— Ничуть.
— Так и должно быть, — улыбнулся Айво. — Я рад, что ты так думаешь.
Ему хотелось, чтобы она чувствовала себя как дома в своем родном городе. Сколько лет живет, словно иностранка, с человеком, который не понимает, кто она и откуда! Не зная Джона, Айво заранее его ненавидел. За мысли, которые он ей внушал, за презрительное отношение к ее отцу, ее прежней жизни, ее родословной и к ней самой.

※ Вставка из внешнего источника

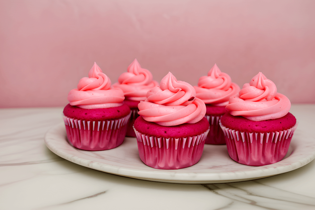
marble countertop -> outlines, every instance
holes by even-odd
[[[253,180],[175,184],[82,166],[46,146],[62,108],[0,109],[0,209],[315,209],[315,161]],[[297,130],[315,140],[315,105],[293,105]]]

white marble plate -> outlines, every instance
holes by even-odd
[[[188,168],[174,170],[156,169],[143,163],[139,157],[135,138],[126,137],[121,145],[109,150],[81,150],[69,144],[63,123],[49,131],[45,141],[48,148],[61,157],[107,173],[163,182],[211,184],[263,178],[305,165],[315,158],[315,141],[302,133],[298,127],[287,155],[273,164],[261,167],[242,165],[230,157],[225,145],[206,145],[199,162]]]

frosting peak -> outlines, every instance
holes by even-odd
[[[196,92],[190,84],[178,81],[169,72],[160,85],[149,91],[147,99],[138,105],[138,113],[145,120],[169,126],[195,123],[204,116],[206,105],[195,97]]]
[[[199,78],[198,86],[194,86],[196,96],[205,103],[214,106],[226,106],[230,97],[237,94],[240,89],[232,82],[230,76],[221,72],[216,64],[211,68],[208,76]]]
[[[111,84],[111,80],[94,62],[94,65],[89,72],[89,77],[84,77],[80,80],[77,88],[81,91],[108,90]]]
[[[232,115],[257,121],[281,117],[291,105],[286,96],[277,92],[274,83],[260,72],[244,85],[239,96],[230,98],[226,108]]]
[[[126,99],[144,100],[146,98],[147,92],[158,85],[157,82],[152,80],[151,72],[141,68],[136,59],[129,65],[127,71],[119,76],[118,82],[113,85],[122,90]]]
[[[89,77],[79,81],[77,88],[68,95],[70,105],[88,109],[108,108],[122,105],[125,99],[120,89],[111,87],[112,83],[96,63],[89,72]]]
[[[118,78],[118,82],[120,84],[145,85],[152,82],[153,78],[152,74],[148,70],[141,68],[136,59],[128,66],[127,71]]]
[[[272,81],[260,72],[249,83],[246,83],[239,92],[239,97],[245,101],[270,101],[276,96],[277,87]]]

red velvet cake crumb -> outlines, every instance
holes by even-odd
[[[295,125],[296,119],[289,112],[280,118],[255,121],[241,116],[233,116],[228,112],[221,118],[221,122],[226,128],[241,132],[269,133],[289,129]]]
[[[118,119],[130,113],[130,109],[126,104],[109,108],[87,109],[72,106],[69,104],[63,110],[64,114],[68,117],[91,121]]]
[[[192,136],[205,132],[209,128],[208,121],[203,117],[195,123],[185,123],[173,126],[163,126],[146,121],[140,116],[136,119],[135,128],[140,133],[149,136],[165,138]]]

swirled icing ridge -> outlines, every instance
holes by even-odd
[[[70,91],[70,105],[88,109],[122,105],[125,99],[123,91],[111,87],[111,80],[96,63],[89,72],[89,77],[80,80],[77,88]]]
[[[277,93],[274,83],[260,72],[244,85],[239,96],[230,98],[226,108],[232,115],[258,121],[282,117],[291,105],[289,99]]]
[[[192,86],[178,81],[169,72],[160,87],[150,90],[145,101],[140,101],[138,114],[147,121],[164,126],[195,123],[202,119],[206,110],[204,103],[195,96]]]
[[[232,82],[227,74],[221,72],[215,64],[208,72],[208,76],[199,78],[198,86],[194,86],[196,97],[206,104],[217,106],[225,106],[229,103],[230,97],[235,95],[240,88]]]
[[[126,99],[133,101],[144,100],[146,93],[158,85],[150,71],[141,68],[136,59],[128,67],[127,72],[123,73],[118,82],[113,86],[119,88],[123,92]]]

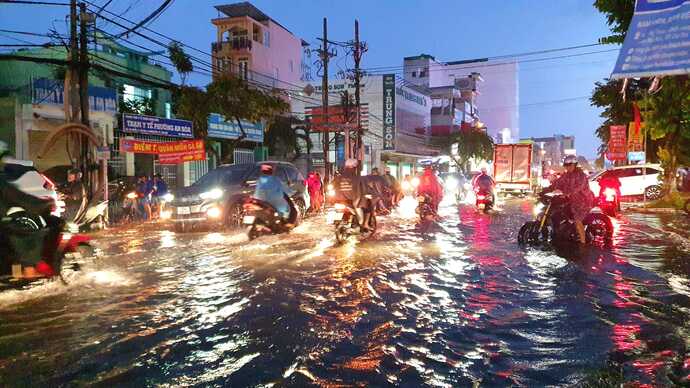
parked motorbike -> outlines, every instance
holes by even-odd
[[[615,189],[606,188],[599,195],[597,206],[609,217],[617,217],[620,210],[620,200]]]
[[[436,218],[432,198],[429,194],[419,194],[417,196],[417,210],[420,221],[433,221]]]
[[[254,240],[264,234],[287,233],[297,226],[302,214],[294,201],[285,196],[290,204],[290,216],[286,220],[268,202],[248,198],[244,203],[243,223],[247,226],[247,237]]]
[[[351,236],[368,239],[376,232],[376,212],[371,212],[366,231],[362,231],[356,214],[357,212],[350,204],[342,202],[336,202],[333,209],[326,214],[326,223],[335,226],[335,239],[338,244],[344,243]]]
[[[577,243],[570,203],[562,193],[540,194],[535,207],[536,218],[526,222],[518,232],[521,245]],[[584,220],[585,236],[590,245],[608,246],[613,240],[613,225],[603,213],[592,211]]]
[[[475,194],[475,203],[477,209],[483,211],[484,213],[488,213],[494,207],[494,196],[491,191],[486,189],[477,189]]]

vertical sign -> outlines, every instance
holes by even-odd
[[[395,74],[383,75],[383,149],[395,150]]]
[[[626,160],[628,158],[628,146],[626,144],[625,125],[612,125],[609,136],[609,149],[606,152],[608,160]]]

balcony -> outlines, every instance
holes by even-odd
[[[250,52],[252,50],[252,40],[249,38],[233,38],[223,42],[211,43],[214,53],[220,51]]]

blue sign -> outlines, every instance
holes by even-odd
[[[31,88],[31,103],[63,105],[65,103],[64,82],[47,78],[34,80]],[[92,112],[117,112],[115,89],[89,86],[89,110]]]
[[[242,129],[247,137],[246,141],[253,141],[255,143],[264,142],[264,126],[261,123],[250,123],[249,121],[240,120]],[[242,135],[240,126],[234,121],[226,121],[225,117],[218,113],[211,113],[208,116],[208,137],[216,139],[239,139]]]
[[[690,73],[690,0],[637,0],[613,78]]]
[[[162,117],[122,114],[122,132],[193,139],[192,122]]]

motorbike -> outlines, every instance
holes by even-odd
[[[536,218],[518,232],[520,245],[577,243],[579,238],[568,199],[562,193],[539,194]],[[613,225],[608,216],[592,211],[583,220],[587,244],[608,246],[613,240]]]
[[[366,231],[362,231],[359,225],[356,210],[349,204],[343,202],[336,202],[333,209],[326,214],[326,223],[335,226],[335,239],[338,244],[347,241],[351,236],[360,236],[362,239],[368,239],[376,232],[376,212],[365,209],[365,212],[370,212],[369,225]]]
[[[417,196],[417,210],[420,221],[433,221],[436,218],[432,198],[429,194],[419,194]]]
[[[264,234],[287,233],[299,224],[302,214],[292,198],[285,196],[290,204],[290,216],[286,220],[268,202],[248,198],[243,204],[242,223],[247,226],[247,237],[254,240]]]
[[[475,194],[477,209],[484,213],[488,213],[494,206],[494,196],[491,191],[479,188],[476,190]]]
[[[605,188],[602,190],[597,203],[599,209],[609,217],[618,216],[620,210],[620,200],[615,189]]]
[[[36,225],[35,220],[41,221]],[[69,271],[79,271],[85,260],[93,260],[97,250],[91,244],[91,238],[80,234],[75,224],[62,223],[55,239],[46,241],[50,234],[46,220],[43,217],[26,217],[19,214],[2,221],[4,238],[0,239],[3,251],[18,251],[24,257],[38,259],[35,270],[39,277],[22,277],[22,265],[10,262],[9,258],[2,258],[0,269],[0,291],[8,289],[24,289],[36,283],[45,283],[60,279],[67,284]],[[57,227],[57,226],[55,226]],[[37,241],[41,243],[37,244]]]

Они миновали Третью авеню и выехали на Парк-авеню. Беттина во все глаза смотрела на людскую толчею, потоки машин, обычную суету раннего вечера. Из офисов выходили толпы служащих и торопились по домам, в гости, в рестораны и театры. Вокруг нарастало некое электрическое возбуждение, которое проникало даже в тихий салон лимузина.
— Нет ничего лучше Нью-Йорка, правда, дорогая? — Айво с гордостью и любовью окинул взглядом открывавшийся за окнами машины вид.
Беттина покачала головой и улыбнулась:
— Ты все такой же, Айво. Говоришь, как издатель «Нью-Йорк Мейл».
— В душе я им и остался.
— Скучаешь по газете?
Он задумчиво кивнул и промолвил:
— Но все рано или поздно меняется. Беттина хотела добавить: «Как и мы сами», — но ничего не сказала. Через несколько минут автомобиль, обогнув островок зелени, остановился у входа в отель.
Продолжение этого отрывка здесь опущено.